После прихода Гитлера к власти в 1933 году советско-германские отношения ухудшились, широкое сотрудничество сменилось непримиримой конкуренцией двух соперников, Гитлера и Сталина, безумно влюбленных в одну и ту же «прекрасную даму» — мечту о мировом господстве. Волшебный ключ к ее осуществлению Гитлер собирался найти в России, а Сталин — в Европе. Примечательно, что ни тот ни другой серьезных соперников на своем пути не видели. Гитлер без конца во всеуслышание заявлял о своем глубочайшем презрении к западной демократии, которую считал к тому же отравленной еврейским духом, то есть обязательно поэтому подлежащей уничтожению. Сталин пока без лишнего шума, но последовательно продолжал ленинский курс на мировую революцию, целью которой было уничтожение все той же несчастной западной демократии. Гитлер и Сталин наперегонки двинулись к войне, но к ней, как они сами справедливо полагали, не были пока готовы. Октябрьская революция и гражданская война в России, разгром Германии в первой мировой войне отбросили обе страны на обочину мирового развития, но, как оказалось, ненадолго. В условиях жесточайшей диктатуры Сталин и Гитлер приступили к восстановлению и развитию экономики на одной и той же основе — сплошной ее милитаризации. Оба они были убеждены, что успех дела прежде всего решает политика, а не экономика с ее законами, которым надлежит следовать. Они считали, что все возможно, если на твоей стороне сила и воля для проведения своей политики. Но Сталин намного превзошел Гитлера в этом заблуждении. Последнему помогло то, что капиталистический уклад не был все же нарушен и монополизированный капитал был сильнее волюнтаризма. Сталин же вдоволь поиздевался над экономикой, в этом и была причина его сокрушительных, можно сказать, позорных поражений в начале войны против страны, военный потенциал которой значительно уступал нашему, не говоря уже о людских резервах. Ко всему прочему Сталин имел на подготовку к войне куда больше времени, чем Гитлер. Но все свои преимущества Сталин загубил, когда ликвидировал новую экономическую политику, введенную в начале 20-х годов и вытащившую страну из послевоенной и послереволюционной разрухи. Но иначе он поступить не мог, так как нэп мешал упрочению его личной диктатуры.

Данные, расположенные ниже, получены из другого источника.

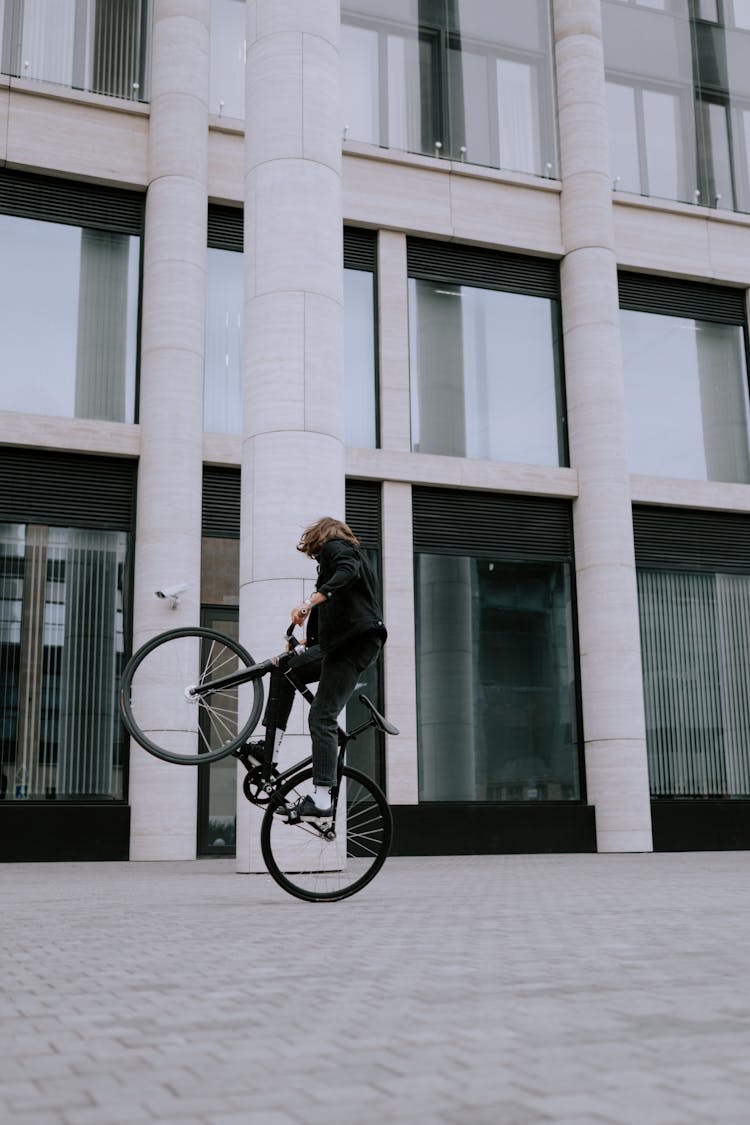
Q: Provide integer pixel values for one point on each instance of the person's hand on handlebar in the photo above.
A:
(300, 612)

Пожалуй, самым страшным для социалистической экономики был так называемый план. Он определялся в приказном порядке, сверху, но никак не спросом, не требованиями рынка, поскольку такового вообще не существовало. Заданные начальством плановые цифры, как правило, брались с потолка, причем, по мере их обсуждения в верхах, они увеличивались в расчете на энтузиазм масс и на «социалистическое соревнование» — еще одно губительное изобретение пролетарской диктатуры. В результате, как теперь это стало ясно из исторических документов, все наши пятилетки по основным показателям срывались, поскольку планы были необдуманно завышенными. В связи с таким положением процветало очковтирательство, а пример в этом подавал сам Сталин, которому всегда ничего не стоило свободно манипулировать любыми цифрами: от подтасовки результатов голосования на партийном съезде до общегосударственной статистики.

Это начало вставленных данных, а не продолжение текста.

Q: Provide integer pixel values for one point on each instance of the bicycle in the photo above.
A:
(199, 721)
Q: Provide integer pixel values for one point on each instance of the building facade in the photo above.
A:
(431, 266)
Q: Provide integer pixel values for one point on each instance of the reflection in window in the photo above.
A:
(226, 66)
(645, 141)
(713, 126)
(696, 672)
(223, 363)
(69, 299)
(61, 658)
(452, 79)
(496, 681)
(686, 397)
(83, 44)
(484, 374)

Еще страшнее был так называемый «встречный план», тоже рассчитанный на энтузиазм масс. Допустим, заводу спустили план, по которому надо выпустить за год 10 тысяч машин, а сознательный заводской коллектив выдвигает встречный план и берется изготовить 15 тысяч! Как известно, любой автозавод кровно связан с сотнями смежников. Откуда те возьмут оборудование для оснащения 15 тысяч машин, когда им по плану выделили только на 10 тысяч? К тому же у каждого завода-смежника есть свои обязательства и перед многими другими предприятиями. Как все это увязать воедино в масштабах огромной страны? Абсурд! Но в течение десятилетий встречный план был священной заповедью нашего хозяйствования.

Много лет спустя после смерти Сталина я побывал в качестве корреспондента журнала «Огонек» на знаменитом КАМАЗе и подружился там с одним из его руководителей, то есть человеком в нашей промышленности весьма заметным. Когда мы с ним сошлись поближе, я спросил его: «Какие мысли у вас вызывает все еще живущий у нас „встречный план“?» Он ответил: «При упоминании о встречном плане мне хочется взять в руки автомат и во время праздничных торжеств на Красной площади расстрелять из него всех, кто стоит на Мавзолее».

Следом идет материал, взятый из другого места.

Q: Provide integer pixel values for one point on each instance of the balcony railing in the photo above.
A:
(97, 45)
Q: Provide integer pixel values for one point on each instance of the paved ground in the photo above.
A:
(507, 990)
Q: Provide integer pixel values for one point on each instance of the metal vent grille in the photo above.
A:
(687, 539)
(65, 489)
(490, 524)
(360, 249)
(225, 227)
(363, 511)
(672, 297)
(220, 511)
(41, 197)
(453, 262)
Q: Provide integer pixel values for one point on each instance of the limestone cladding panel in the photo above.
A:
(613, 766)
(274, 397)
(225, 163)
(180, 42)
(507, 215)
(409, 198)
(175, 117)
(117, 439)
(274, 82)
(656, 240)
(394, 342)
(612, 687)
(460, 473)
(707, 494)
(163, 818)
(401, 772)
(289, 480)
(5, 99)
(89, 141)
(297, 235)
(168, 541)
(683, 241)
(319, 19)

Вот в каких условиях приходилось нам бежать к войне наперегонки с весьма упорядоченной немецкой экономикой. Мы изнемогали от напряжения, но все же выжили. За счет чего? За счет самой безжалостной эксплуатации трудящихся, за счет нищенского уровня жизни нашего народа, за счет, как уже упоминалось выше, рабского труда миллионов советских заключенных. Титанический труд последних не учитывался официальной статистикой, а их неизмеримый вклад в развитие страны приписывался «преимуществам планового социалистического производства над капиталистическим».

При сопоставлении Гитлера и Сталина как хозяйственников первый явно выигрывает. То, что фюрер совершил буквально за пять лет, можно назвать только чудом. Правда, все, чего он достиг, служило одной цели — развязыванию войны. При Гитлере за пять-шесть лет армия выросла со 100 тысяч человек до 2 миллионов 750 тысяч, мобилизованных уже в 1939 году. А ведь их надо было еще и вооружить! Так, за тот же срок было построено более 4 тысяч самолетов, причем в этой области, как и в других, фюрер начинал буквально с нуля. В то же самое время наша промышленность тоже без устали работала на будущую войну, причем по количественным показателям значительно превосходила Германию. Но вспомним, что в последней не было массового террора против собственного народа, не было избиения руководящих военных кадров, не было закрепощения крестьян…

Сталин и Гитлер не щадили сил и средств во имя безудержной гонки вооружений. Наверное, мало кто сегодня вспомнит, что они начали строить могучий военно-морской флот. Фюрер заложил 20 линкоров, рассчитывая спустить их на воду в середине 40-х годов. Сталин собрался построить 16 линкоров и 6 линейных крейсеров. В то время флот был высшей стадией развития вооружений, стоил баснословно дорого, как сейчас ракеты и космос. Но где же могли развернуться такие могучие силы Германии и СССР?! Друг против друга? Нет! Оба диктатора рассчитывали в случае своей победы (одного над другим) обрушиться на Западную Европу и, главным образом, на Англию, имея, конечно, в виду и ее необъятную империю. Вот когда и понадобился бы такой океанский флот!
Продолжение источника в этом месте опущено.